How to use torch.nn.functional.conv2d with multi gpu?

Zhang_Chi · March 7, 2021, 8:38am

How to use torch.nn.functional.conv2d for computing with multi gpus?

Zhang_Chi · March 8, 2021, 6:19am

anyone knows about it?

ptrblck · March 8, 2021, 7:50am

You won’t be able to use this API on different GPUs directly and could split the input in e.g. the batch dimension, send each chunk to a GPU, and apply the convolution there.

Zhang_Chi · March 9, 2021, 6:00am

thanks for the reply. after sending each chunk to different gpus, how to apply the convolution in parallel?

ptrblck · March 9, 2021, 6:07am

You could directly call them:

out1 = F.conv2d(in1, weight1)
out2 = F.conv2d(in2, weight2)

where inX and weightX is on the cuda:x device.

Zhang_Chi · March 9, 2021, 9:18am

but these two operations are done sequentially, right? how to make it parallel?
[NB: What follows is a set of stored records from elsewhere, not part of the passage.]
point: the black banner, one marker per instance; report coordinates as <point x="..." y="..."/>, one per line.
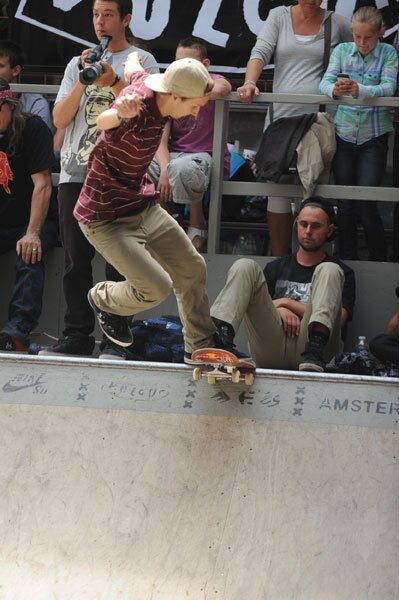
<point x="52" y="31"/>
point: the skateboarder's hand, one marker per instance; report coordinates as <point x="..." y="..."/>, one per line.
<point x="291" y="322"/>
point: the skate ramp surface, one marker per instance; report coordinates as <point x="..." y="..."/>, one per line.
<point x="138" y="483"/>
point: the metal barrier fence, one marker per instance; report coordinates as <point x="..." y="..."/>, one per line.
<point x="219" y="186"/>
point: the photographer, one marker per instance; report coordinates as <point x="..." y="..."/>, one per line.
<point x="76" y="109"/>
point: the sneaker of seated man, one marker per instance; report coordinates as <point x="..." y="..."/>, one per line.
<point x="296" y="310"/>
<point x="183" y="163"/>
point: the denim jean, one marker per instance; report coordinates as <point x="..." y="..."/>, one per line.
<point x="364" y="165"/>
<point x="25" y="305"/>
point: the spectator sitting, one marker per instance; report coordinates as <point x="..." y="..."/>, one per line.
<point x="12" y="61"/>
<point x="183" y="164"/>
<point x="362" y="131"/>
<point x="296" y="309"/>
<point x="26" y="155"/>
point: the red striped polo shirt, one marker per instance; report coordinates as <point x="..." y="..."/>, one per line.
<point x="117" y="182"/>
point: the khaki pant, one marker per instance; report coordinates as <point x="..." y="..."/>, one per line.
<point x="246" y="297"/>
<point x="154" y="254"/>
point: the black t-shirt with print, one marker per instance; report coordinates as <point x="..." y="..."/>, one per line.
<point x="286" y="278"/>
<point x="34" y="154"/>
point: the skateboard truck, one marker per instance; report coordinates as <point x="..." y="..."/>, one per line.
<point x="222" y="364"/>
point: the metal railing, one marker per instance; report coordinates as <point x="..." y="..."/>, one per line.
<point x="219" y="186"/>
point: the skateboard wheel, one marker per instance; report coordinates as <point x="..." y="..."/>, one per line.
<point x="197" y="374"/>
<point x="235" y="376"/>
<point x="249" y="378"/>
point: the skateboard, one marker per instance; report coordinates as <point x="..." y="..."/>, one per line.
<point x="216" y="364"/>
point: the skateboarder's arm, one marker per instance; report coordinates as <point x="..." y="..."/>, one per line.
<point x="163" y="157"/>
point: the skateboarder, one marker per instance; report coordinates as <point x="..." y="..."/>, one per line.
<point x="118" y="211"/>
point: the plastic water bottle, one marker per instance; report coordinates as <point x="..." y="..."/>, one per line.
<point x="34" y="348"/>
<point x="361" y="347"/>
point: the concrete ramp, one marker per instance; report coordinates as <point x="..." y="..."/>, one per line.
<point x="134" y="482"/>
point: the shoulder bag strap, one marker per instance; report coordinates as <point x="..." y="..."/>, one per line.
<point x="327" y="50"/>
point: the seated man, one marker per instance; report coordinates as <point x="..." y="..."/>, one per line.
<point x="12" y="60"/>
<point x="183" y="161"/>
<point x="385" y="346"/>
<point x="26" y="156"/>
<point x="296" y="309"/>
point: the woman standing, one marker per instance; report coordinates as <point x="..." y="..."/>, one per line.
<point x="362" y="132"/>
<point x="295" y="36"/>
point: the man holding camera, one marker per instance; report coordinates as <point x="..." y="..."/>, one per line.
<point x="87" y="89"/>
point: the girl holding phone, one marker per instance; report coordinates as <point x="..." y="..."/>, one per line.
<point x="364" y="68"/>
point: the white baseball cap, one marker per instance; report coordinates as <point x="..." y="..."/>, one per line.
<point x="186" y="78"/>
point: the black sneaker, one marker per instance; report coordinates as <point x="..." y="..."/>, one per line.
<point x="115" y="327"/>
<point x="313" y="356"/>
<point x="10" y="343"/>
<point x="71" y="345"/>
<point x="111" y="351"/>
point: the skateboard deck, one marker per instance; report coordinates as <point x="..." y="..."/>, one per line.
<point x="216" y="364"/>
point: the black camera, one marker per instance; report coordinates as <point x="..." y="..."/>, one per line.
<point x="93" y="68"/>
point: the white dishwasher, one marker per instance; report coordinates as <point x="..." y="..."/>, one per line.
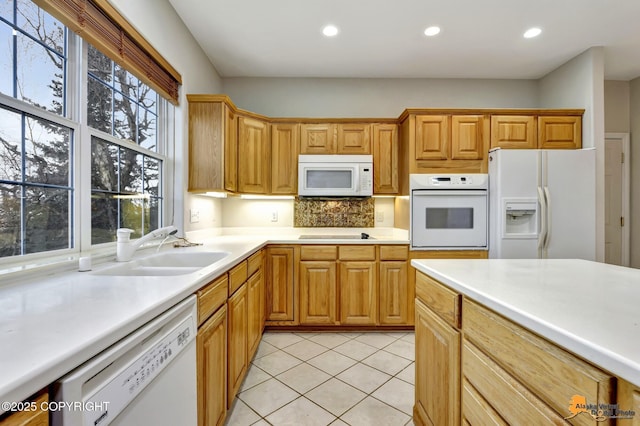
<point x="147" y="378"/>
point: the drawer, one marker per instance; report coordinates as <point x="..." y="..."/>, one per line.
<point x="440" y="299"/>
<point x="551" y="372"/>
<point x="318" y="252"/>
<point x="254" y="263"/>
<point x="394" y="252"/>
<point x="476" y="410"/>
<point x="515" y="403"/>
<point x="237" y="276"/>
<point x="357" y="252"/>
<point x="211" y="297"/>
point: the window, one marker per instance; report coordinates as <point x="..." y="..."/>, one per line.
<point x="124" y="142"/>
<point x="36" y="192"/>
<point x="33" y="55"/>
<point x="125" y="182"/>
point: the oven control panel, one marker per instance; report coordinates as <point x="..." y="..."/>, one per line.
<point x="449" y="181"/>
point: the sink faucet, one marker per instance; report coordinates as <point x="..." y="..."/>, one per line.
<point x="125" y="247"/>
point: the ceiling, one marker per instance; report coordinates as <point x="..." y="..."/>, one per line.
<point x="384" y="38"/>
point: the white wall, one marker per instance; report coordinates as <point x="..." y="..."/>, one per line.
<point x="617" y="98"/>
<point x="579" y="83"/>
<point x="375" y="98"/>
<point x="634" y="109"/>
<point x="159" y="24"/>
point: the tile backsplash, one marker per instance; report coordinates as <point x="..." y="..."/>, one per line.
<point x="340" y="213"/>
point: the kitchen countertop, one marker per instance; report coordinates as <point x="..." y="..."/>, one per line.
<point x="588" y="308"/>
<point x="52" y="323"/>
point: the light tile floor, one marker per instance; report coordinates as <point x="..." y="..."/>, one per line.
<point x="301" y="379"/>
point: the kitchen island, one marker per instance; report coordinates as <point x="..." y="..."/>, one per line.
<point x="516" y="340"/>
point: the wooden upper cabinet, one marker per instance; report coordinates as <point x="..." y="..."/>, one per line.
<point x="469" y="136"/>
<point x="385" y="159"/>
<point x="230" y="150"/>
<point x="513" y="131"/>
<point x="354" y="138"/>
<point x="432" y="137"/>
<point x="285" y="139"/>
<point x="559" y="132"/>
<point x="206" y="145"/>
<point x="254" y="167"/>
<point x="318" y="138"/>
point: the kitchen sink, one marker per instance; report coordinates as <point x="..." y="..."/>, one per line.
<point x="334" y="237"/>
<point x="165" y="264"/>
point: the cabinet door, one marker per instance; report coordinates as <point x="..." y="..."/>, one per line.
<point x="513" y="131"/>
<point x="285" y="139"/>
<point x="469" y="135"/>
<point x="393" y="298"/>
<point x="628" y="399"/>
<point x="432" y="137"/>
<point x="211" y="343"/>
<point x="354" y="138"/>
<point x="385" y="159"/>
<point x="237" y="342"/>
<point x="318" y="292"/>
<point x="206" y="146"/>
<point x="254" y="165"/>
<point x="559" y="132"/>
<point x="254" y="313"/>
<point x="318" y="138"/>
<point x="280" y="284"/>
<point x="358" y="293"/>
<point x="437" y="384"/>
<point x="230" y="151"/>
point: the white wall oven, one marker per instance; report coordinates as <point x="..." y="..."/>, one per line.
<point x="449" y="212"/>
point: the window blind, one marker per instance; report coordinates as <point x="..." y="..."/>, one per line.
<point x="98" y="22"/>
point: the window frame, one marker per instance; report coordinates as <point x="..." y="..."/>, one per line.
<point x="75" y="118"/>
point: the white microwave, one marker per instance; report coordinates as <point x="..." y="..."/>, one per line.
<point x="335" y="175"/>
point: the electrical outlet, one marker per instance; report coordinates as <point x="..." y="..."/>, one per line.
<point x="195" y="215"/>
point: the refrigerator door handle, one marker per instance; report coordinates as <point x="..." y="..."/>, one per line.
<point x="543" y="218"/>
<point x="547" y="197"/>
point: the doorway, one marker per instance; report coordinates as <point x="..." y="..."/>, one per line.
<point x="617" y="218"/>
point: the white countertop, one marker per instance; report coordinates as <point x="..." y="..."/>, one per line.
<point x="51" y="324"/>
<point x="589" y="308"/>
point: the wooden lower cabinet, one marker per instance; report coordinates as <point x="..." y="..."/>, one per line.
<point x="255" y="291"/>
<point x="492" y="371"/>
<point x="393" y="293"/>
<point x="437" y="386"/>
<point x="211" y="345"/>
<point x="629" y="400"/>
<point x="237" y="355"/>
<point x="281" y="280"/>
<point x="358" y="293"/>
<point x="318" y="292"/>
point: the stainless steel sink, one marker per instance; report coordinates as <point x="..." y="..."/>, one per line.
<point x="165" y="264"/>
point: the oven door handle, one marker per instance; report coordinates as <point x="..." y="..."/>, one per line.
<point x="444" y="192"/>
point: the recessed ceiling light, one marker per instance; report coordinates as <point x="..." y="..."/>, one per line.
<point x="431" y="31"/>
<point x="532" y="32"/>
<point x="330" y="30"/>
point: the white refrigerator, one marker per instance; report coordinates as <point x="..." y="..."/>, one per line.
<point x="542" y="204"/>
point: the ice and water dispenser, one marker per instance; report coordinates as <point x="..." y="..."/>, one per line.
<point x="520" y="218"/>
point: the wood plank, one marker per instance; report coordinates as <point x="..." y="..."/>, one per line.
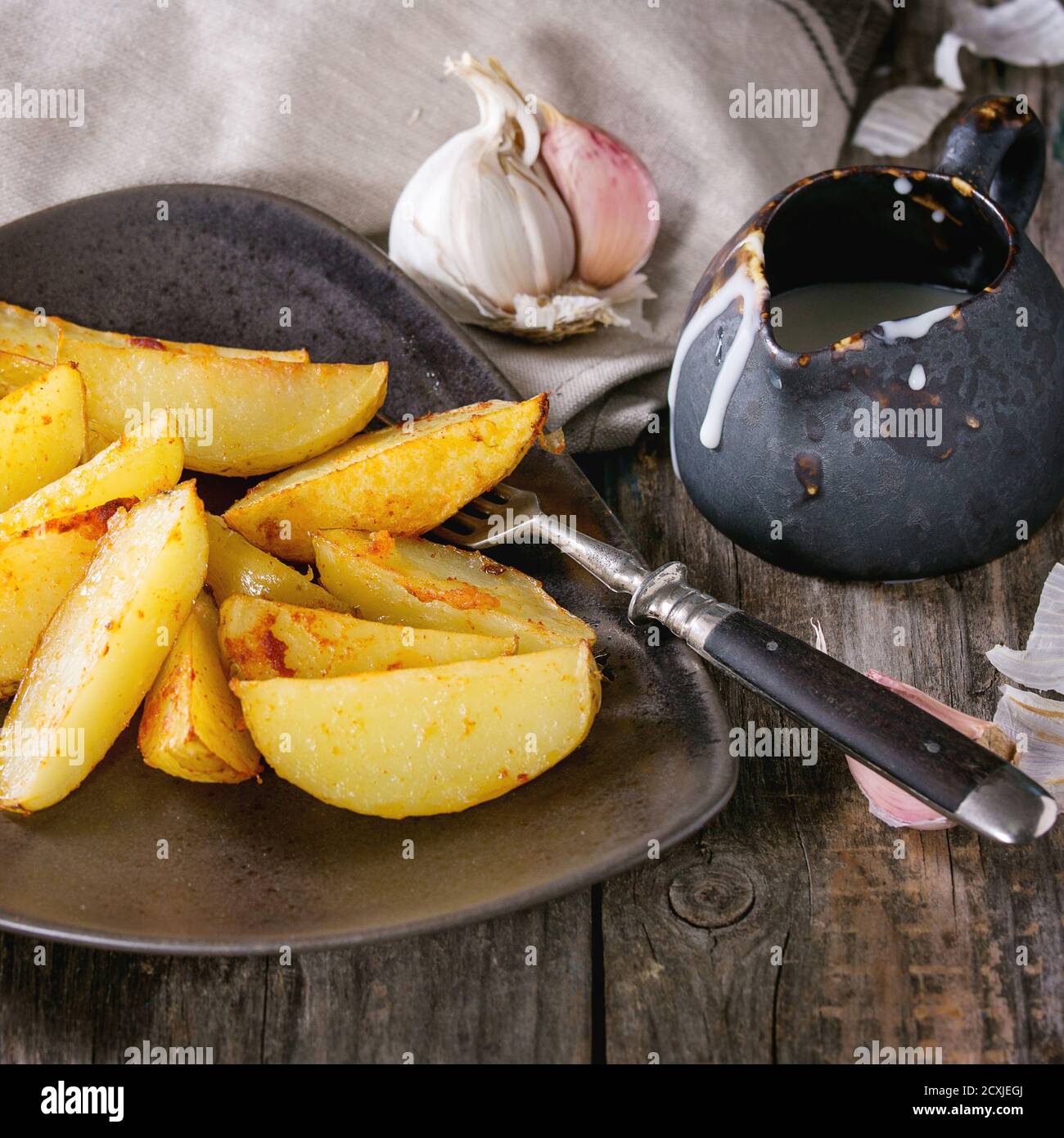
<point x="466" y="995"/>
<point x="915" y="951"/>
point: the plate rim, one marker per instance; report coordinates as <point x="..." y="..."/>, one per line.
<point x="725" y="770"/>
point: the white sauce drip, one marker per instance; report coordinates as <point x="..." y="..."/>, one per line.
<point x="734" y="362"/>
<point x="912" y="328"/>
<point x="737" y="286"/>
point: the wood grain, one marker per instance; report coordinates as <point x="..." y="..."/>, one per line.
<point x="467" y="995"/>
<point x="922" y="949"/>
<point x="679" y="960"/>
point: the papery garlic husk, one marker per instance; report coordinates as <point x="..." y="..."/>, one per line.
<point x="610" y="196"/>
<point x="483" y="229"/>
<point x="480" y="222"/>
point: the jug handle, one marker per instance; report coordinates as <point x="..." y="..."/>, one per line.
<point x="1002" y="151"/>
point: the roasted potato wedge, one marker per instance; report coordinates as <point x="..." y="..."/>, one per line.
<point x="408" y="580"/>
<point x="102" y="648"/>
<point x="425" y="740"/>
<point x="73" y="332"/>
<point x="263" y="639"/>
<point x="43" y="434"/>
<point x="236" y="566"/>
<point x="28" y="333"/>
<point x="404" y="479"/>
<point x="37" y="571"/>
<point x="133" y="467"/>
<point x="238" y="417"/>
<point x="192" y="726"/>
<point x="16" y="371"/>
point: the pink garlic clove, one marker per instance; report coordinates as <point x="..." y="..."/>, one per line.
<point x="609" y="195"/>
<point x="897" y="807"/>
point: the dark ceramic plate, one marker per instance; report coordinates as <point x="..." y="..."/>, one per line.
<point x="254" y="867"/>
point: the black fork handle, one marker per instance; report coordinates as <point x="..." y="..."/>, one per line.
<point x="877" y="726"/>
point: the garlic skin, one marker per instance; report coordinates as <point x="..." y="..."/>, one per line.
<point x="610" y="196"/>
<point x="480" y="224"/>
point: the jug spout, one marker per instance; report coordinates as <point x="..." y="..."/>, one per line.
<point x="999" y="146"/>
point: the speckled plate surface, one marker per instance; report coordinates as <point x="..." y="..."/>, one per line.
<point x="253" y="867"/>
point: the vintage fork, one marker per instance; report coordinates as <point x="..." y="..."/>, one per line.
<point x="892" y="737"/>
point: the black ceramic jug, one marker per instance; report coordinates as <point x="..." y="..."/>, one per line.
<point x="769" y="443"/>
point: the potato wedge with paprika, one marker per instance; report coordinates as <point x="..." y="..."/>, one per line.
<point x="132" y="467"/>
<point x="404" y="479"/>
<point x="28" y="333"/>
<point x="16" y="371"/>
<point x="237" y="417"/>
<point x="43" y="434"/>
<point x="38" y="569"/>
<point x="236" y="566"/>
<point x="262" y="639"/>
<point x="73" y="332"/>
<point x="408" y="580"/>
<point x="102" y="648"/>
<point x="423" y="741"/>
<point x="192" y="726"/>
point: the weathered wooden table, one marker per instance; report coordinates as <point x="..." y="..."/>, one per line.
<point x="682" y="959"/>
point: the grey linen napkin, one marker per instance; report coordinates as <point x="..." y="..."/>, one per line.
<point x="337" y="104"/>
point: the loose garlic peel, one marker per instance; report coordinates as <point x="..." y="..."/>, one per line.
<point x="898" y="808"/>
<point x="483" y="227"/>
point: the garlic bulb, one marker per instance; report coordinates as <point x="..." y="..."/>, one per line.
<point x="480" y="222"/>
<point x="490" y="222"/>
<point x="609" y="192"/>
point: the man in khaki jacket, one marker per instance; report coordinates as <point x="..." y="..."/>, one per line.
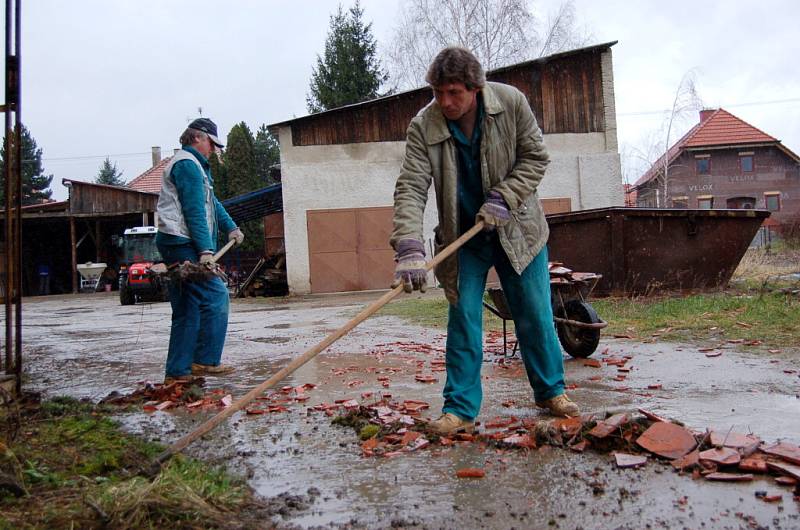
<point x="479" y="144"/>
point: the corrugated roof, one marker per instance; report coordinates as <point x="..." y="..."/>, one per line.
<point x="720" y="128"/>
<point x="150" y="180"/>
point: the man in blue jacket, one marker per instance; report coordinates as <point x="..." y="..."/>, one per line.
<point x="190" y="219"/>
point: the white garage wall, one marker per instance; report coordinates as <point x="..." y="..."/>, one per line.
<point x="363" y="175"/>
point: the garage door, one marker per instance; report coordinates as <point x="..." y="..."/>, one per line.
<point x="349" y="249"/>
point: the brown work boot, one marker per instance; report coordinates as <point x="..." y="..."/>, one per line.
<point x="450" y="424"/>
<point x="208" y="369"/>
<point x="560" y="405"/>
<point x="181" y="379"/>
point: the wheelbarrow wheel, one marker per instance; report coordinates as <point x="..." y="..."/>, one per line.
<point x="578" y="342"/>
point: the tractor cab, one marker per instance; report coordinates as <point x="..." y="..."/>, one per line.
<point x="139" y="253"/>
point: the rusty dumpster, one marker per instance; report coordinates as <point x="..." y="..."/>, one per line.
<point x="640" y="251"/>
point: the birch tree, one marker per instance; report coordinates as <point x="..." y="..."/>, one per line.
<point x="498" y="32"/>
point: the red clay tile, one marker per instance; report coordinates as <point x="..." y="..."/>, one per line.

ptrblck · March 10, 2021, 12:10am

The kernel scheduling would be executed sequentially by the CPU and thus the launches might be delayed, but the kernel execution on the GPU would be performed in parallel.
You would see this effect by profiling a sufficiently large workload using e.g. Nsight Systems.

Zhang_Chi · March 10, 2021, 5:23am

thanks for the explanation.
so out2 = F.conv2d(in2, weight2) will start before F.conv2d(in1, weight1) is finished on GPU 1, right?

BTW, what if the weights are shared in two lines, should I do it by:
out1 = F.conv2d(in1, weight.cuda(0))
out2 = F.conv2d(in2, weight.cuda(1))

ptrblck · March 10, 2021, 7:39am

If the CPU is fast enough to schedule it and the actual kernel execution takes more time than the launch, then yes.
You won’t be able to see any overlap with a tiny workload, as the kernel launch overheads would be larger than the actual GPU workload, i.e. kernel1 finishes before the CPU can schedule the launch of kernel2.

Yes, you have to move the parameters to the appropriate device before executing the operation.

Zhang_Chi · March 10, 2021, 8:17am

Thank you very much for the reply!